ACE parser Error for Japanese

Hi,

I wanted to parse the following Japanese sentence in the ACE parser.

ええ、いいですよ。いっしょにいきましょう。

while parsing using “JACY.dat” , I am getting the following error.

え、いいですよ。いっしょにいきましょう。
NOTE: lexemes do not span position 0 `え、いいですよ'!
NOTE: post reduction gap
SKIP: え、いいですよ。いっしょにいきましょう。
NOTE: ignoring `え、いいですよ。いっしょにいきましょう。'

I am able to parse the other japanese sentences correctly without any error.
For e.g. the following sentence gives correct parse without any error.

 彼 は 大声 で 助け を 求め た 。
NOTE: 1 readings, added 591 / 193 edges to chart (73 fully instantiated, 69 actives used, 42 passives used)    RAM: 3020k
SENT: 彼 は 大声 で 助け を 求め た 。
[ LTOP: h0
INDEX: e2 [ e TENSE: past MOOD: indicative PROG: - PERF: - ASPECT: default_aspect PASS: - SF: prop ]
RELS: < [ pron_rel<0:1> LBL: h4 ARG0: x3 [ x PERS: 3 NUM: sg GEND: m PRONTYPE: std_pron ] ]
 [ def_q_rel<-1:-1> LBL: h5 ARG0: x3 RSTR: h6 BODY: h7 ]
 [ _wa_d_rel<2:3> LBL: h4 ARG0: e8 [ e TENSE: untensed MOOD: indicative PROG: - PERF: - ASPECT: default_aspect PASS: - SF: prop ] ARG1: e9 [ e TENSE: tense MOOD: indicative PROG: - PERF: - ASPECT: default_aspect PASS: - SF: prop ] ARG2: x3 ]
 [ udef_q_rel<4:6> LBL: h10 ARG0: x11 [ x PERS: 3 ] RSTR: h12 BODY: h13 ]
 [ "_oogoe_n_1_rel"<4:6> LBL: h14 ARG0: x11 ]
 [ "_de_p_rel"<7:8> LBL: h1 ARG0: e15 [ e TENSE: untensed MOOD: indicative PROG: - PERF: - ASPECT: default_aspect PASS: - SF: prop ] ARG1: e2 ARG2: x11 ]
 [ udef_q_rel<9:11> LBL: h16 ARG0: x17 [ x PERS: 3 ] RSTR: h18 BODY: h19 ]
 [ "_tasuke_n_1_rel"<9:11> LBL: h20 ARG0: x17 ]
 [ "_motomeru_v_1_rel"<14:16> LBL: h1 ARG0: e2 ARG1: x3 ARG2: x17 ] >
HCONS: < h0 qeq h1 h6 qeq h4 h12 qeq h14 h18 qeq h20 > ]
-----------------------------

Can you please help in debugging the issue?

Thanks,
Sriram

Very generally, the error means that the parser doesn’t know what to do with the token え、いいですよ. It may be because it is not in the lexicon, or may be due to morphological processing (I don’t know anything about to what degree that applies to Jacy).

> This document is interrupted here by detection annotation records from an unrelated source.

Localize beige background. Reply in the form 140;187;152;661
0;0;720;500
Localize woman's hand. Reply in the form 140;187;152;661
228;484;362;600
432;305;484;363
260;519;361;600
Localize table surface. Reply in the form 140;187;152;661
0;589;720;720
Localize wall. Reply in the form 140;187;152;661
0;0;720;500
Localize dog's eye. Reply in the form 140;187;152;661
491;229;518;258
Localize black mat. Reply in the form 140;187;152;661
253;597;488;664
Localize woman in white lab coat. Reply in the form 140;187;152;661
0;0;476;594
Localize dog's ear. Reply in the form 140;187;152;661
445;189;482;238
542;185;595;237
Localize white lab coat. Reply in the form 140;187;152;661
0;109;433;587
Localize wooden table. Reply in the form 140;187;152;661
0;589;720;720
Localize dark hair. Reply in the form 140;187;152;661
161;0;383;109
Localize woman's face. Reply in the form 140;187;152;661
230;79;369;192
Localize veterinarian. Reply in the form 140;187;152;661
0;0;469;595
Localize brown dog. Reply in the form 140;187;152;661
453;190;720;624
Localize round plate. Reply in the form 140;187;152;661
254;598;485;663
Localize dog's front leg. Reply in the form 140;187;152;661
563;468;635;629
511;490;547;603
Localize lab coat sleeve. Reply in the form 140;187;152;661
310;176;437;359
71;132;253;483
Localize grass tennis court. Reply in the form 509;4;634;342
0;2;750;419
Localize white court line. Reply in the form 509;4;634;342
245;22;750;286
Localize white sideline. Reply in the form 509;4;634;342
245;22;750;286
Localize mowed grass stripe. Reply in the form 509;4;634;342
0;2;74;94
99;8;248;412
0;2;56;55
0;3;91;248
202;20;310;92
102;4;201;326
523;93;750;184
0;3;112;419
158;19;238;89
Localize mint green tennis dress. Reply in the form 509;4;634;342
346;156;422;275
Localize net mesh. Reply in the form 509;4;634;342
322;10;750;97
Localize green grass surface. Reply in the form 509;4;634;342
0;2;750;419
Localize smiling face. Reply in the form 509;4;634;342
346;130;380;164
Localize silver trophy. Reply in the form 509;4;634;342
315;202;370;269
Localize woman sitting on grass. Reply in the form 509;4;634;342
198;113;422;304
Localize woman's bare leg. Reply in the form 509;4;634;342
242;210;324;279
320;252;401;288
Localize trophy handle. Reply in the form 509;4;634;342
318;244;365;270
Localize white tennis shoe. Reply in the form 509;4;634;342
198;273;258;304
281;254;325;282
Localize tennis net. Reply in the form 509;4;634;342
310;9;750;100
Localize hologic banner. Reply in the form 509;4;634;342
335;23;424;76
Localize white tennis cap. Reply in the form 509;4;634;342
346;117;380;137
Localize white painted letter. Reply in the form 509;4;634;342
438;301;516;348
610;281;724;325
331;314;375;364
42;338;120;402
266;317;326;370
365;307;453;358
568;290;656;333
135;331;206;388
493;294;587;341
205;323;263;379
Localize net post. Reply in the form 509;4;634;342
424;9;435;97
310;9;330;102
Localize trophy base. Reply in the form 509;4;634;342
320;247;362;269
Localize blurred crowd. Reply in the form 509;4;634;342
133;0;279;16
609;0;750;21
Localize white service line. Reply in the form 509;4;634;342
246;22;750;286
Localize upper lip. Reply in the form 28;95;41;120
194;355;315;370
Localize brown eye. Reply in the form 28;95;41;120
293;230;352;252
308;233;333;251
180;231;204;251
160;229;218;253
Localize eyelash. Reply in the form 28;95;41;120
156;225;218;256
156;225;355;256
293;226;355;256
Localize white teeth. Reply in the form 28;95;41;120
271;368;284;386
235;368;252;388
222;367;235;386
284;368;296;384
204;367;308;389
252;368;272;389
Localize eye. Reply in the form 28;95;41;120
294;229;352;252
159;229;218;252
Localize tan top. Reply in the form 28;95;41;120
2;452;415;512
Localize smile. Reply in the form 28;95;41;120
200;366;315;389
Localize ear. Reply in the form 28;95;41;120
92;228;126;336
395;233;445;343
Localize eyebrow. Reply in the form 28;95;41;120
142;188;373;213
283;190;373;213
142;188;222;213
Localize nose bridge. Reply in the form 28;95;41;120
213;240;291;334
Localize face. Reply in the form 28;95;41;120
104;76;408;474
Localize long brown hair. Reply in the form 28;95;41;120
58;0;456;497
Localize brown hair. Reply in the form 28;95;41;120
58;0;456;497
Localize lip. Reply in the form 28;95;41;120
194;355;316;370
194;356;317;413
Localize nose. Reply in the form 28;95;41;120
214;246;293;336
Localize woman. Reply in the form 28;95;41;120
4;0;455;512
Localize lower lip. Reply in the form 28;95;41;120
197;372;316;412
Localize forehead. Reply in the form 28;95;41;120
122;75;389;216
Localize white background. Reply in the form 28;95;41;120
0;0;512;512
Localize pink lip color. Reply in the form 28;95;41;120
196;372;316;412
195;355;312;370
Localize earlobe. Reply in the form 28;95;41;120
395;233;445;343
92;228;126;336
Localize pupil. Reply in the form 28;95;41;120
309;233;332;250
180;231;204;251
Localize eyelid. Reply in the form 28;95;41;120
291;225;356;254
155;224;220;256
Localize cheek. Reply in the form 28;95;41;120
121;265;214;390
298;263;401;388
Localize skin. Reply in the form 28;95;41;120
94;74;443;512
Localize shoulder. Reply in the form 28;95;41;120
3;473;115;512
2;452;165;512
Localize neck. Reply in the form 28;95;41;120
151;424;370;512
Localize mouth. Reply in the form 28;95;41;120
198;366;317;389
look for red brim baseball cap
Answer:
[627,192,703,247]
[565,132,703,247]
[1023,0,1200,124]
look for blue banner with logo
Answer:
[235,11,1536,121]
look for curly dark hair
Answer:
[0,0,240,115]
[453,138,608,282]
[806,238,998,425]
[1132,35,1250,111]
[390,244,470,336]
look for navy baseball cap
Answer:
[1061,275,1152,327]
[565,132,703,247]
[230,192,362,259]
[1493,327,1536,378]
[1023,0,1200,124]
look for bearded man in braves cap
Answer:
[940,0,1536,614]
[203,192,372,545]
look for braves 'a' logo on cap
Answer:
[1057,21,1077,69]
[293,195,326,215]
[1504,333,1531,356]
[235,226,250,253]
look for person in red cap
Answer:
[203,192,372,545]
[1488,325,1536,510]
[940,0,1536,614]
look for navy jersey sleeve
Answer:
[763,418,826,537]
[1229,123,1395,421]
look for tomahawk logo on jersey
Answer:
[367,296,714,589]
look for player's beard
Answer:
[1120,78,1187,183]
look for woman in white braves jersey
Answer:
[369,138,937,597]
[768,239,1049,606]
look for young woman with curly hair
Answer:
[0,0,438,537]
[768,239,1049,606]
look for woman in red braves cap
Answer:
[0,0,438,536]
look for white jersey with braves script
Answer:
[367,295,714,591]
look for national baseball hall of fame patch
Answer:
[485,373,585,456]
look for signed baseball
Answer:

It can also be a tokenization issue (something is considered a token when it is not). It can also be the case of a missing generic lexical entry for a corresponding POS tag. I don’t know much about Jacy and I don’t know Japanese so I cannot say more.

Jacy is expecting strings with whitespace (single byte whitespace) tokenization, corresponding roughly to the output of ChaSen. That’s true in this example:

彼 は 大声 で 助け を 求め た 。

So you need to figure out where to put the white space in your other example. At a guess, I’d try:

ええ 、いい です よ 。
いっしょに いき まし ょう 。

Note that those are two separate sentences, so should be parsed separately! Also, I think there needs to be white space separating the punctuation marks from the words.

1 Like